A study of 2018 also found strong connections between Alzheimer’s disease and three common eye conditions, including glaucoma & macular degeneration.
While such observed associations are intriguing, the risk factors for Alzheimer’s disease are numerous and varied, so any connection between Alzheimer’s disease and eye health remains a matter of intense study for the time being.
In the new study, the researchers crunched data from the long-running Dunedin Study, which has followed the lives of more than 1,000 babies born in a New Zealand hospital in the early 1970s since their birth.
Five decades later, Barrett-Young & colleagues decided on for their analysis a subgroup of 865 adults who had had eye scans at the age of 45 years, in conjunction with a battery of neuropsychology tests in adulthood and early childhood, as a part of the Dunedin experiment.
The thickness of two different parts of the retina (nerve fiber layers of the retina & cell layers of ganglial) was measured in the scans.
The analysis showed that the participants of the study with thinner retinal layers received a lower score in cognitive performance tests and adults, and when they were children.
However, no associations had been found between retinal thinning and an overall decline in cognitive performance (between childhood & middle age) that could indicate some thing is afoot withinside the brain.
While thinner retinal nerve fiber layers at 45 had been linked to a decline in brain processing speeds since childhood, that could simply be a signal of general aging, and not necessarily connected to Alzheimer’s disease.
“The findings suggest that [retinal thickness] can be an indicator of overall brain health,” says Barrett-Young, who led the study.
Whether an eye test for predicting a disorder as complicated and insidious as Alzheimer’s will ever be possible remains unknown. However, some of previous studies including humans with dementia, not simply healthy adults, have suggested retinal thinning may precede cognitive decline & dementia diagnoses.
But that is a tremendously new field & results were mixed. More research is required to tease apart the order of events, to look whether or not retinal thinning really precedes Alzheimer’s onset, if the changes are secondary symptoms of the disease, or simply reflect aging or other lifestyle factors. All are possibilities.

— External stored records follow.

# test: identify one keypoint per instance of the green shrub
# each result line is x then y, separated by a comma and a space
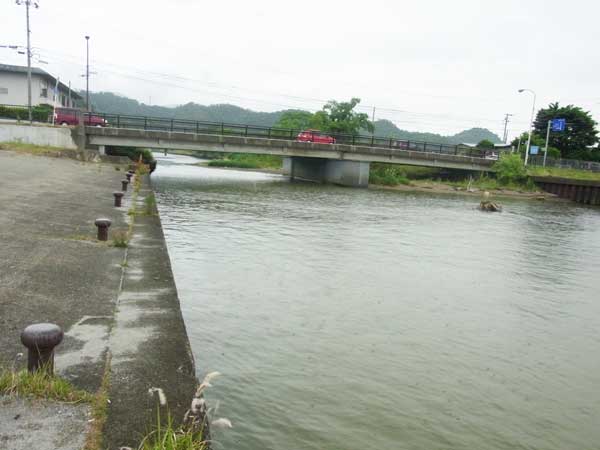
387, 175
510, 169
553, 153
132, 153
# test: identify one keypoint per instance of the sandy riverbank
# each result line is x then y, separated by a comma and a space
419, 186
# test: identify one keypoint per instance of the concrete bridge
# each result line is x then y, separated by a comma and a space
346, 162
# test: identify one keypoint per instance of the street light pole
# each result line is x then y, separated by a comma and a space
530, 123
28, 3
28, 64
87, 74
506, 119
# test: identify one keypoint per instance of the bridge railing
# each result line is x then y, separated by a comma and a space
538, 160
256, 131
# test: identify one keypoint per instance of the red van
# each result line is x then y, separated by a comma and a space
315, 136
68, 116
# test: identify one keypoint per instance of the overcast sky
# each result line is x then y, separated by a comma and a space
429, 65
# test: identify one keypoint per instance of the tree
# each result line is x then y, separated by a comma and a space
297, 120
340, 117
580, 133
485, 143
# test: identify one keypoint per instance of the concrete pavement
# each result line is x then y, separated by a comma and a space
108, 300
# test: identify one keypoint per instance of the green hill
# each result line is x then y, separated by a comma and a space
473, 135
108, 102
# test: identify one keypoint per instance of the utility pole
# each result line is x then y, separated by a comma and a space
373, 120
87, 74
506, 127
530, 122
27, 4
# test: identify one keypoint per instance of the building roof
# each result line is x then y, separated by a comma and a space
42, 73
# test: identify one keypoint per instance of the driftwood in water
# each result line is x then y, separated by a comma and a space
490, 206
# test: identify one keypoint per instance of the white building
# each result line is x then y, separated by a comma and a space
13, 88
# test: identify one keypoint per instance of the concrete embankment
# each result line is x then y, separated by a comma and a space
115, 304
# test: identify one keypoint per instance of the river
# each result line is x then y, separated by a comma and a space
359, 319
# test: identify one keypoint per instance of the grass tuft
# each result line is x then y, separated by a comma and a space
563, 173
120, 239
93, 440
40, 385
150, 205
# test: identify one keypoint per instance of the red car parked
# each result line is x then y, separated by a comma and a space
315, 136
68, 116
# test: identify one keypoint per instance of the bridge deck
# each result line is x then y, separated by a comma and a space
129, 137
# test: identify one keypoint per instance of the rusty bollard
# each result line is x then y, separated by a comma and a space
118, 196
40, 340
103, 225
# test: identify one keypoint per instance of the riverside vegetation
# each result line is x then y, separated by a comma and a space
509, 174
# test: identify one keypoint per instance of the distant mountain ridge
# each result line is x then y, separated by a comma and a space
110, 103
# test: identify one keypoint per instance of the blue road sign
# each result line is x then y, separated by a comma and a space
559, 124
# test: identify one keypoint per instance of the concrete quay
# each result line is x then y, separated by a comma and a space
117, 306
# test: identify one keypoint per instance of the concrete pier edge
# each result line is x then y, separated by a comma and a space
148, 342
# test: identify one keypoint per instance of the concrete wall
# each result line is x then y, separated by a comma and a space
319, 170
38, 135
347, 173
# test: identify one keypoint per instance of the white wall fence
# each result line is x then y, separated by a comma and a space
37, 134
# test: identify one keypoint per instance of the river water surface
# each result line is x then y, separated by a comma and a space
349, 319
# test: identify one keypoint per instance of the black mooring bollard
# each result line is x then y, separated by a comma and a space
40, 340
118, 196
103, 225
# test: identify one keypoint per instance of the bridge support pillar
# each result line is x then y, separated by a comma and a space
320, 170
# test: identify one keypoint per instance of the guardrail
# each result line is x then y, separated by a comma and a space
565, 163
231, 129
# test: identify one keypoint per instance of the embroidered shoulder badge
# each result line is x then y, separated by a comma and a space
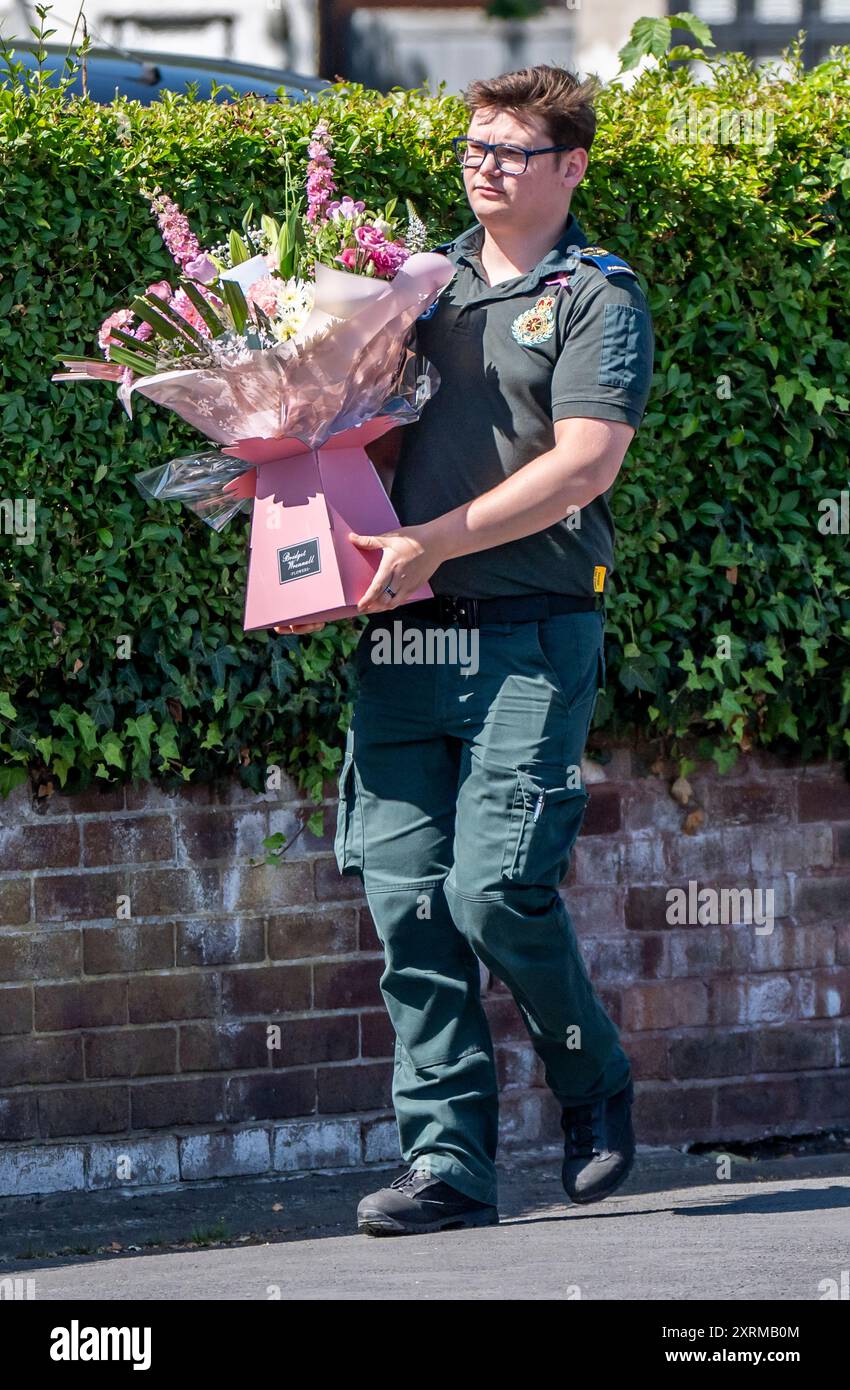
536, 324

Despite the odds, the researchers clearly believe that they examine the thinning of the retina as a biomarker of cognitive change, which has been found so far, and the growing burden of Alzheimer’s disease.
Taking into account the routine eye tests are less expensive than the imaging scans of the brain, which are usually used to study the brain health, they would be a costly alternative to monitor brain health changes over time when study futures are stacked.
“In the future,” says Barrett-Young, “those findings should result in [artificial intelligence] getting used to take a typical optical coherence tomography scan, completed at an optometrist, and combine it with different health data to determine your likely risk for developing Alzheimer’s.”
The study was published in JAMA Ophthalmology.